Day 1: Popularity contest
A kind of strange popularity contest takes place during the vast conferences like this. The football-pitch sized poster hall is packed, but not everyone is getting the same attention. It's a bit like a singles night. The researchers with the beautiful science are surrounded by crowds of admirers, while colleagues showcasing more mundane conclusions look lonely and a little forlorn.
Paul Young is one of the popular ones. He's got a neat method that allows researchers to visualise brain cells and turn genes on and off in those cells at the same time. The scene around him reminds me of travelling to work on the London underground: scientists are crowding in on his poster like a bunch of harried commuters trying to force their way onto a train. At the neighbouring poster stands a slightly awkward-looking researcher, ignored by the crowd next door.

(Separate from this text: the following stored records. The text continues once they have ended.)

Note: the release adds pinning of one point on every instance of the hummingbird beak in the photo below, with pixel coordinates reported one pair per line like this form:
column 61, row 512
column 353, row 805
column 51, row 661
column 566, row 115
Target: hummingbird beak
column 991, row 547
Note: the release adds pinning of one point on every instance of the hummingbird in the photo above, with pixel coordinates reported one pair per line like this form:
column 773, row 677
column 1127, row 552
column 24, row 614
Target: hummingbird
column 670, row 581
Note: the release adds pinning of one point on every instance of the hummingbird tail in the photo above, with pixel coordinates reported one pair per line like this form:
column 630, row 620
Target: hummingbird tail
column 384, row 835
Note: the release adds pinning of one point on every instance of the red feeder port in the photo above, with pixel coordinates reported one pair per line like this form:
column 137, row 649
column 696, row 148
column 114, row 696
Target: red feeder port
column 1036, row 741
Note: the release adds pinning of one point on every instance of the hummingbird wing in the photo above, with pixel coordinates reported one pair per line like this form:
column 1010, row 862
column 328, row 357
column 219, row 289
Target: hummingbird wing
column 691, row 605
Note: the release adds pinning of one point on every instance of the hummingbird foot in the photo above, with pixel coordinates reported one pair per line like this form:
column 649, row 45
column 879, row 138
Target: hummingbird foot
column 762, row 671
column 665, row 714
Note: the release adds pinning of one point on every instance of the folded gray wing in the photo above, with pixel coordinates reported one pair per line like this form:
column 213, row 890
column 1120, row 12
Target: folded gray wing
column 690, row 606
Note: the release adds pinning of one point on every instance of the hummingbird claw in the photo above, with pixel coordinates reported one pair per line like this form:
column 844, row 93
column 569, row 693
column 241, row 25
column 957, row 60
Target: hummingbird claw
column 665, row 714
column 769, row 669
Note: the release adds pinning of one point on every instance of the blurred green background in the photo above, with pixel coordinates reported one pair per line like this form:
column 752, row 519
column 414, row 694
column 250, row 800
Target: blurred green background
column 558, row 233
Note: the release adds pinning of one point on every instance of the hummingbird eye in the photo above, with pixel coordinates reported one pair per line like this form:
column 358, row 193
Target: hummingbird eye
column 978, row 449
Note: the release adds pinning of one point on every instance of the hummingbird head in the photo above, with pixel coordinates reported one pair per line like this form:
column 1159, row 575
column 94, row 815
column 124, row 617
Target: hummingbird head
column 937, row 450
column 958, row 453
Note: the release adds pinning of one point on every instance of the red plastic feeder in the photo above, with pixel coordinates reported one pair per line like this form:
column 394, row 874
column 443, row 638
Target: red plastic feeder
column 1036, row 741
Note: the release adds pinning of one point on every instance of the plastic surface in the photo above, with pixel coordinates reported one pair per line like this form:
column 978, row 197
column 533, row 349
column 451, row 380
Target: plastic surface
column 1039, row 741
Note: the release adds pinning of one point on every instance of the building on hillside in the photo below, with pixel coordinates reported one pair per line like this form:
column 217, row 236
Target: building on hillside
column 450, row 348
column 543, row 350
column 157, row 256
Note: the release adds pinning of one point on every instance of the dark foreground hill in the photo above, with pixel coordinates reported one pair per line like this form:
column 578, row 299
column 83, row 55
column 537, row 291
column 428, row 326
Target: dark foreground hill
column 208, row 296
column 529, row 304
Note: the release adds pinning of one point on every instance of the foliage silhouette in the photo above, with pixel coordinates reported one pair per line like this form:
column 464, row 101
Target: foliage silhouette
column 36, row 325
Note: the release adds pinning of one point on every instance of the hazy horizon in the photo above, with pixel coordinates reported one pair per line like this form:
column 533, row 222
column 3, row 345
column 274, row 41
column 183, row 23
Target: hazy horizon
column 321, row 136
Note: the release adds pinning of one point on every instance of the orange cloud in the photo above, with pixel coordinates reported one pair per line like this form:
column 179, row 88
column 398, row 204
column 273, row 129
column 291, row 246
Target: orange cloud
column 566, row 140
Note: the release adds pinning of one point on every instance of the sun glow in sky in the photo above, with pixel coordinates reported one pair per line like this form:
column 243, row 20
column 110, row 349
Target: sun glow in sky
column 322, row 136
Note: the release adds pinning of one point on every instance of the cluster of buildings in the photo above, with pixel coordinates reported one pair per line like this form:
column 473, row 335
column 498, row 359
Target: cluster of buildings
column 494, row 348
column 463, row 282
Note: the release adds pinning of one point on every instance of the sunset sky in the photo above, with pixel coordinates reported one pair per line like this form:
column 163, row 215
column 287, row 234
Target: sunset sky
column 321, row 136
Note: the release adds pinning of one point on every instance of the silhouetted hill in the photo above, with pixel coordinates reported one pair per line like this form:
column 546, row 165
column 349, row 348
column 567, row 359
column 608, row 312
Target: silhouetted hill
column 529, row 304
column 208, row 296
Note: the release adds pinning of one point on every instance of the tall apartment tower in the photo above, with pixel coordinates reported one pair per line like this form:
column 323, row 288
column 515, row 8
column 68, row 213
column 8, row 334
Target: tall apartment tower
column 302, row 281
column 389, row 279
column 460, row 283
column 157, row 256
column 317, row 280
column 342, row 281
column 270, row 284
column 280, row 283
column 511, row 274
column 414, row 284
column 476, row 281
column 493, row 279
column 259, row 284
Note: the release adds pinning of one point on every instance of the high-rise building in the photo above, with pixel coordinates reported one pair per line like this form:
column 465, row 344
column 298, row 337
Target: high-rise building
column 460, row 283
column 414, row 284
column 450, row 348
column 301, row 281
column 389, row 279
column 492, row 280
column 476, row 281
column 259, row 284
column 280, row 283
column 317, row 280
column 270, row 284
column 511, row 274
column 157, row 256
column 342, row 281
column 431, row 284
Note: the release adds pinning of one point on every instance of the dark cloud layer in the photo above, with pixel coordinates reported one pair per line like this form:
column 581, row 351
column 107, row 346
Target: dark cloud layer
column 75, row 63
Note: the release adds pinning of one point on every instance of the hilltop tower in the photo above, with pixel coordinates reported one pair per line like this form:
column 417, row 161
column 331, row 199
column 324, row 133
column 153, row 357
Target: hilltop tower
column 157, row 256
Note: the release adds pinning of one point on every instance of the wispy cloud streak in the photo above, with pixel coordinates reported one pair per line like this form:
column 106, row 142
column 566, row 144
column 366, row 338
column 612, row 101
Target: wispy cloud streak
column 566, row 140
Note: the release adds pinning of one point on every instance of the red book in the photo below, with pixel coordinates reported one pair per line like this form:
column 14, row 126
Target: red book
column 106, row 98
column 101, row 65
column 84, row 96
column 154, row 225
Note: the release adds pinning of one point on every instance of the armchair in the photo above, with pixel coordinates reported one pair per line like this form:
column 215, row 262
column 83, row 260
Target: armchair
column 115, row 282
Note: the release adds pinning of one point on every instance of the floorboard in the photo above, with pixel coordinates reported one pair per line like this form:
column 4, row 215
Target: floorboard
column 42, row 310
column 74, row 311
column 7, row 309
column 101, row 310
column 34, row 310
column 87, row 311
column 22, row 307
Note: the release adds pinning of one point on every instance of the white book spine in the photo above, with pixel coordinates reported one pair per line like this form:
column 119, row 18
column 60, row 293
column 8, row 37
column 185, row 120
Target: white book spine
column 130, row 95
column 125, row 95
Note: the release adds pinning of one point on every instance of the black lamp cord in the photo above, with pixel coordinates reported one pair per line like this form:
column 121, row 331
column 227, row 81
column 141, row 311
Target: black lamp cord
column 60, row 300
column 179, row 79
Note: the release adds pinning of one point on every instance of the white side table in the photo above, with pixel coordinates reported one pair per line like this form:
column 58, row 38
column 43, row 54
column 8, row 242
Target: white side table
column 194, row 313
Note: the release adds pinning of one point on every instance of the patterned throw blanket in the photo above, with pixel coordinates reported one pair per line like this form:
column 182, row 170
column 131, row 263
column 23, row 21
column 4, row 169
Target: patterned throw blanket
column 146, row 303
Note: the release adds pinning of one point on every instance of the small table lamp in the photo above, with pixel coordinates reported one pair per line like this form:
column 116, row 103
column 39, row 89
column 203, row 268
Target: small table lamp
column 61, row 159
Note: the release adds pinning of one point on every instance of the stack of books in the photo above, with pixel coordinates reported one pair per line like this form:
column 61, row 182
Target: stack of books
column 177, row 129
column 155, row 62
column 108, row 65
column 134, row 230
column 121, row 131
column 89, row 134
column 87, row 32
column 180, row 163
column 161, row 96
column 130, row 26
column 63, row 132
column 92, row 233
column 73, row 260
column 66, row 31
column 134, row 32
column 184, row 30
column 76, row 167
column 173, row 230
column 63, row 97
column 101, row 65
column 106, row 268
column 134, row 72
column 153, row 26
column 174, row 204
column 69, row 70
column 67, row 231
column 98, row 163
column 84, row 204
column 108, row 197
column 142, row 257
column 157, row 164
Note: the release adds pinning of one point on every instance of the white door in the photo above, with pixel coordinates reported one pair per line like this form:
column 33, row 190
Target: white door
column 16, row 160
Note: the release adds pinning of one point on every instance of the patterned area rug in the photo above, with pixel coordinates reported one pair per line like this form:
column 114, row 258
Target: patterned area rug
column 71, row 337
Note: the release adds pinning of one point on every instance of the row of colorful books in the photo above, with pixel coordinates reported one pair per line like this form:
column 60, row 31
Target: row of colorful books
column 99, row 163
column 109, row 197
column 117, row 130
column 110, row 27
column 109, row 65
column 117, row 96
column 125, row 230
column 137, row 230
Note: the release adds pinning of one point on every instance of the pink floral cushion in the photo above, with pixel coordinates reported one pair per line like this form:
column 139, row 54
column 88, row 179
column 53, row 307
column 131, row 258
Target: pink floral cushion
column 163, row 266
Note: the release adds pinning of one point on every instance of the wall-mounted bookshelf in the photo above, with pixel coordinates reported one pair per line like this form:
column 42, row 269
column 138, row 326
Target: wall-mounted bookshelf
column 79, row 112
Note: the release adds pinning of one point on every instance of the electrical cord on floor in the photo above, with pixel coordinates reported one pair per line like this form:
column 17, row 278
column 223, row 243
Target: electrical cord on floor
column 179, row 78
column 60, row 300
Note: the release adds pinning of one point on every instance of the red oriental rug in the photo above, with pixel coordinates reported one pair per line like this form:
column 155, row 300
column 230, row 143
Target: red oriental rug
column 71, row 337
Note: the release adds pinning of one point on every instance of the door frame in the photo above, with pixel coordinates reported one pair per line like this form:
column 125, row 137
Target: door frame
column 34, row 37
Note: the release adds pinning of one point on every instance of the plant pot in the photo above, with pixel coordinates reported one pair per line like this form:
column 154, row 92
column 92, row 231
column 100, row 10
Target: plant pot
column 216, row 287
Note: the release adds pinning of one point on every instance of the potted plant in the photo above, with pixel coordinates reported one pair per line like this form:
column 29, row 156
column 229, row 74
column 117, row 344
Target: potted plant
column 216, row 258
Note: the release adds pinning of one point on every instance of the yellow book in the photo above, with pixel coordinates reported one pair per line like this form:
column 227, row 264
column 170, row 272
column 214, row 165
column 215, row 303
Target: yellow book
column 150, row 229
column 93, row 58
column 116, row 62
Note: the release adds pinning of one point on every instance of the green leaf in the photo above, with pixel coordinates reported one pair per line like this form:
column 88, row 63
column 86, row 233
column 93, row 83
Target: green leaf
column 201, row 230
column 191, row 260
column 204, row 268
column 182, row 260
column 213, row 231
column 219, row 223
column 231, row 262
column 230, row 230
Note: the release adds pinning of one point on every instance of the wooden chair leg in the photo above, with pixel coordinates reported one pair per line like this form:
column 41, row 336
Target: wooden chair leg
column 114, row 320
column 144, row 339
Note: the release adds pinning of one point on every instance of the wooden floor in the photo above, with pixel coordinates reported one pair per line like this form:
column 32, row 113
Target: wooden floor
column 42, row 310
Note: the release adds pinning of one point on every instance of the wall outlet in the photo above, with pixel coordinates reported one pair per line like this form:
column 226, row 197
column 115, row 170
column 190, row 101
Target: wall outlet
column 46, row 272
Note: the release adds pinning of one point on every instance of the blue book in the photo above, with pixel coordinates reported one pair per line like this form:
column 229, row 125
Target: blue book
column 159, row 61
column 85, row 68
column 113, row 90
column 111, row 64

A similar sort of competition will be taking place tomorrow, as Nature and Science go head-to-head with sessions on how to get published, both happening at the same time in adjoining rooms. Only Science ran a session like this last year, and it was packed. I'll let you know who attracts the most admirers this year.
Day 1: Not so ecstatic
I've often thought that ecstasy users are taking part in a scary long-term experiment. Neuroscientists are only just beginning to work out what the drug does to their heads. Meanwhile, clubbers the world over are popping pills and altering their brain chemistry with gusto.
Ecstasy users might feel differently if they strolled around this conference. We already know that the drug damages receptors for serotonin, a brain chemical that neurons use to exchange signals. Several posters and talks here reveal other disturbing findings. Take the study by Michael Bankson of Boston University. He looked at how ecstasy affects the blood-brain barrier, a layer of cells that can stop harmful substances entering our brains. Bankson found that ecstasy increased permeability of the barrier by 50%.
This isn't as terrifying as it might sound; other things, including stress, can also alter the barrier's permeability. But it is, as Bankson says, yet another example of damage that ecstasy does. No one knows for sure what all this adds up to in term of users' mental and physical health, but we'll find soon enough, since the ecstasy use has probably been widespread for long enough for its effects to start showing up in epidemiological studies.